Our host (I have christened him the Prince of Pomologists), talks about his trees as most men do of their children, or as good physicians do of their favorite patients ; he almost seems to talk to them, for he sometimes says - " I do this for him (the tree), now he must do something for himself - it is his business." And then the expression of his countenance varies with the associations, more or less interesting, connected with his tree families, and denotes as much concern and confidence in certain qualities that should belong to them, as though these were moral principles affecting the welfare or happiness of his whole generation.
And now with the warm noon-day sun, and the courtesy of a kindly heart towards guests, we come into the ample drawing-rooms; here the father and sons are soon ready with piano - flute - violin or violincello, to give us delightful trios - music of the best composers, and executed as such authors desire their compositions should be. The 'Prince of Pomologists' is still the leader in this family concert, for he was chief instructor of his sons, and is equally able to perform on any of the instruments. To use his good wife's expression - "il est musicien dans Fame" - , and surely he is no less a painter and Pomologist "dans Fame;' such men do all things with their whole soul.

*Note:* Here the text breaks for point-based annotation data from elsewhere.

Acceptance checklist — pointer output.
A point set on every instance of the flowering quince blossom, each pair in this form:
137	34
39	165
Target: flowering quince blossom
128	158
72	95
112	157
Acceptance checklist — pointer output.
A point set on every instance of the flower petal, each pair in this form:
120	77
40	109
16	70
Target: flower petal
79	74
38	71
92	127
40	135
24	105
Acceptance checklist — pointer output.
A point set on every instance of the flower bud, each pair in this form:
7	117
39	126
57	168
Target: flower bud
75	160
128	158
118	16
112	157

The excellent lady whom I have just quoted, devotes herself to the true "woman's rights," in the good management of her household; and, besides this, takes great interest in the poultry. I should be deficient in good taste, as well as gratitude, did I not proclaim the entire success with which she accomplishes the first of the womanly prerogatives - and should it be your good fortune, gentle reader, to sleep beneath the hospitable roof to which I have reference, and to sit at the family table, you will have delightful evidences of the comforts that belong to the exercise of "woman's rights," as they are there understood; and even from the cellar you will receive proofs, in "St. Peray" and old "Steine," that the good things of this world are in the very best hands, when gentle woman rules her household.
I have yet many remaining proofs that my title of " the happy Pomologist" is a just and appropriate one, but in nothing does it more strongly appear than in the generous benevolence and philanthropy that fill to overflowing the heart of our host. Without precisely knowing the ultimate designs of this distinguished gentleman, I do know that pecuniary gain or commercial profits form no part of his objects in life; that he only desires to do good by improving the fruits of the country, and finds his own happiness in constant occupation; or, to quote one of his own impulsive, enthusiastic expressions, "I will make the best Pears as cheap and common as the poorest that all may enjoy them." Hence he takes pleasure in giving his grafts freely, wherever they are wanted; and to his friends he is even too liberal in giving the best varieties of his trees.
The spirits of " Van Mons " and of "Esperen," the friends and instructors of our Pomologist, may readily be imagined as watching over his efforts in their science with pride and delight; and those who have opportunity of knowing him, and of seeing his estate, will not fail to regard his coming to this country as a national blessing. As one of these I may, at least, honestly pray that the useful life of our excellent host be prolonged to a good old age, in the continued enjoyment of his trees - his music - and his happy home.
[We can heartily join in every thing here said of the " Happy Pomologist," who unites in his own person the accomplished gentleman and the happy enthusiast; a day passed with him will long be remembered, and we may add with some feeling of pride that he will give every aid in his power to " The Horticulturist" - Ed].